Two years ago Xstine (pronounced “Christine”) Cook, founder of the International Festival of Animated Objects, passed the torch—an actual flaming torch—to Peter Balkwill, co-artistic director of the Old Trout Puppet Workshop, in a ceremonial transition of power. Cook’s Calgary Animated Objects Society (CAOS) had produced the festival every two years for more than a decade. In 2013 she was ready to call it quits when Balkwill made an offhanded offer to step in. Prior to the 2015 event, Cook called and told him “You’re up.”
“The reality of what a monstrous undertaking it is kind of hit me,” says Balkwill. The Old Trouts were in no position to take over—members were working on different projects in different cities. Instead, he suggested creating a separate entity to run the festival and serve as a hub for local artists involved in “all things animated”—puppetry, masks, animation—including CAOS, the Old Trouts, WP Puppet Theatre, the Green Fools and Quickdraw Animation Society, among others.
“I was interested in seeing the Calgary festival become its own thing, not unlike its sister festival in Montreal,” he says, referring to the Festival de Casteliers, a larger annual event. Cook, who had previously moved the Calgary event to better align with Montreal’s so that international artists could perform at both, stayed on board to help out.
Cook and Balkwill have been part of Calgary’s puppet scene for years. Cook helped establish the Green Fools in the 1990s before starting CAOS, and Balkwill worked on summer amphitheatre shows with friends who later became the Old Trouts. They were attracted to the art form because puppets have no limitations. “You can dismember them, murder them, make them fly, make them go underwater,” says Cook. “You can shrink them, you can explode them,” adds Balkwill. “The puppet has been around as a vehicle to tell stories since before there were words.”
With a renewed vision for the festival, they joined forces with some like-minded friends to create the International Festival of Animated Objects Society (IFAOS). The new standalone, not-for-profit organization will produce the March 16–19 festival under the management of Gwen Murray, who has experience in arts development.
This year IFAOS scaled back the festival in an effort to consolidate its base before expanding. The all-ages event will include the usual puppet shows, screenings, workshops, lectures and the popular Dolly Wiggler Cabaret, but with a particular focus on local talent.
Calgary has a healthy number of artists to choose from, which Balkwill says is due to trailblazer Ronnie Burkett and his marionettes. “His inspiration and his dedication to the puppet arts, particularly for adults, really opened up the door for other crazies to follow.”
The 2017 lineup includes some familiar Calgary names such as clown and puppeteer Mooky Cornish and the Old Trouts themselves with a remount of their debut show from 1999, The Unlikely Birth of Istvan. That production started the Trouts on a path that has taken them around the world with well-known works such as Famous Puppet Death Scenes.
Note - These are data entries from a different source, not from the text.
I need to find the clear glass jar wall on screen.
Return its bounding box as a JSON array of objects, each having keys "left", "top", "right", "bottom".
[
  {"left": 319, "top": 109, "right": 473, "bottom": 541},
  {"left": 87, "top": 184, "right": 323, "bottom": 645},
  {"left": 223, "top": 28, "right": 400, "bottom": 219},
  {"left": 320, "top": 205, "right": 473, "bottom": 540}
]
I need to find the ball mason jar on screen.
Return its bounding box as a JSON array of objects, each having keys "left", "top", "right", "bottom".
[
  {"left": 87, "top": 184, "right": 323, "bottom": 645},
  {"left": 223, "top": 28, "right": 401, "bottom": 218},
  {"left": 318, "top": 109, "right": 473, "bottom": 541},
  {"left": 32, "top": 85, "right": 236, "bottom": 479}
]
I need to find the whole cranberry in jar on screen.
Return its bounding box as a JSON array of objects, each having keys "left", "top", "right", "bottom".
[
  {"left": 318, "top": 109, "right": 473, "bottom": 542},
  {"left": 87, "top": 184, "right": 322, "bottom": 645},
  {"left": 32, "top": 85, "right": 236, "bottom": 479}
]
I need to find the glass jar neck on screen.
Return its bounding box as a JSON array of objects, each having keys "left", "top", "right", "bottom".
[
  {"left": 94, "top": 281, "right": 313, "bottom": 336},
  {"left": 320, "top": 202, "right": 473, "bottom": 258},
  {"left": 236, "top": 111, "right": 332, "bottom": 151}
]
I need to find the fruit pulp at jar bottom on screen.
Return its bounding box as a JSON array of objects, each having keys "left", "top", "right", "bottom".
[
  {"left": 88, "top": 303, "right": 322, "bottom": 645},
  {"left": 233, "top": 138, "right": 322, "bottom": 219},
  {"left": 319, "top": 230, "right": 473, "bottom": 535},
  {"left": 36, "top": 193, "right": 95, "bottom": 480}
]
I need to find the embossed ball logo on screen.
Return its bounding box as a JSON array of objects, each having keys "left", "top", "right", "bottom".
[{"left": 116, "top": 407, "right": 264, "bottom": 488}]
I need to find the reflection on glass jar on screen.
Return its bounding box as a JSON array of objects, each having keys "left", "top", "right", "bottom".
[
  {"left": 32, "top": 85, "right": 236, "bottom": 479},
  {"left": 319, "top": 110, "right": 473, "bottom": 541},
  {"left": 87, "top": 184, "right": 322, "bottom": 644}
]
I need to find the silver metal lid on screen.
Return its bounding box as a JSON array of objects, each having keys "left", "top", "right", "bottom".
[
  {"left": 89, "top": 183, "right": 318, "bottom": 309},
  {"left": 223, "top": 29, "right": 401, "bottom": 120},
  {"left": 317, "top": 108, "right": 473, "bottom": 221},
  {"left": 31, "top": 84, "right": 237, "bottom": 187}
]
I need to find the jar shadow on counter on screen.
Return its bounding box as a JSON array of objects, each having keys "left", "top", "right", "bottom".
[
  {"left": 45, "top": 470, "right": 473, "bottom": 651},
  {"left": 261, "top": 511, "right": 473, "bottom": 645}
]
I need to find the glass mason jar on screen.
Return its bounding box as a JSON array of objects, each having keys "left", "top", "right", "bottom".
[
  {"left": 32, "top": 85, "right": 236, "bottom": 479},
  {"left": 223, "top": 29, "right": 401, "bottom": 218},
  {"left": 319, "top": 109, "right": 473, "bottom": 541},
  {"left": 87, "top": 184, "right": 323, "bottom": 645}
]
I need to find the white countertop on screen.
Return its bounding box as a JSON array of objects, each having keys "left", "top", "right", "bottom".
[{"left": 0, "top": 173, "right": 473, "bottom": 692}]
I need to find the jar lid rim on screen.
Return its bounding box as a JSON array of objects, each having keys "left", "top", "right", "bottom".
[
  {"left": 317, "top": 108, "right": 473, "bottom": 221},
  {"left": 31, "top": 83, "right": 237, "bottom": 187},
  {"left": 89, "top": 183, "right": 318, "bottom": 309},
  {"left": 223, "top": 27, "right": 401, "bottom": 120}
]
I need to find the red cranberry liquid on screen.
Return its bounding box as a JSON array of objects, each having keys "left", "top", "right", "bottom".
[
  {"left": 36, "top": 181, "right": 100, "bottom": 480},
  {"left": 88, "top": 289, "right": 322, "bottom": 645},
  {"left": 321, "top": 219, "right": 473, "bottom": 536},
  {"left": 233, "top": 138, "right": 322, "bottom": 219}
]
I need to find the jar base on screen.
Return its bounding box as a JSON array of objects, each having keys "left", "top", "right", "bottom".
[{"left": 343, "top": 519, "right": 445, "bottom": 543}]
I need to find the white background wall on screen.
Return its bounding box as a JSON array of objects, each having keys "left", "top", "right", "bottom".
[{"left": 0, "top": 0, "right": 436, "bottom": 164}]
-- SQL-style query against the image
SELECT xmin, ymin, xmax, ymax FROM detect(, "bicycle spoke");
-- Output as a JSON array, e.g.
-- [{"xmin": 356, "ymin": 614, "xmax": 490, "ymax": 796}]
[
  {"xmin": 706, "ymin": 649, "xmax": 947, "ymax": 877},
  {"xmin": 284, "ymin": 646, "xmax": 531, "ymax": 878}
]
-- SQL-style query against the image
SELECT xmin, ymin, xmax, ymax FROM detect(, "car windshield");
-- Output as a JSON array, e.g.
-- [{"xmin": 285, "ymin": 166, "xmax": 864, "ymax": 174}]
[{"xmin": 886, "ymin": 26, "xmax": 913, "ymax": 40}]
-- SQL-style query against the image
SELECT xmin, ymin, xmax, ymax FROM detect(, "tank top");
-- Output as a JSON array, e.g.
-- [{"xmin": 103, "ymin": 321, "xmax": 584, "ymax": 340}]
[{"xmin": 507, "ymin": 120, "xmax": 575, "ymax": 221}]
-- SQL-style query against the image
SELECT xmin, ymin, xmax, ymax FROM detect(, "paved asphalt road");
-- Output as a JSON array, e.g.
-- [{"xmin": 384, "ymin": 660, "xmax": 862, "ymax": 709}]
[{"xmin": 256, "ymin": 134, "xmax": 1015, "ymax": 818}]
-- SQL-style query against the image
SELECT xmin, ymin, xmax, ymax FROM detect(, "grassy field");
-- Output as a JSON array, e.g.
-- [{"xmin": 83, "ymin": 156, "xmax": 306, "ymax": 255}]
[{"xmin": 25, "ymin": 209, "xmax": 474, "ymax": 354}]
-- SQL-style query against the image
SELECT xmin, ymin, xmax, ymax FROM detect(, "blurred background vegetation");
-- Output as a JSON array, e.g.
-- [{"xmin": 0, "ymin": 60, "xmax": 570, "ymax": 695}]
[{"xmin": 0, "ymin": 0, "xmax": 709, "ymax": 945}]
The festival will also highlight emerging local artists such as Long Grass Studio and Pape and Taper—both have appeared previously in the cabaret, but this is their first time presenting full-length work. “It’s important that the festival give local artists a chance to push their art to the next level,” says Cook. Talent from outside the city includes the Wonderheads from Portland (Loon, Grim and Fisher), a Montreal puppet troupe and a selection of animated films.
Cook and Balkwill will both remain involved in the festival, at least until the society is on its feet. As Balkwill puts it, “Xstine ceremoniously handed me the reins—and I handed half of them back to her.” Cook doesn’t bear any grudge: “With all these amazing people involved we’re going to push it further than it’s ever gone before.”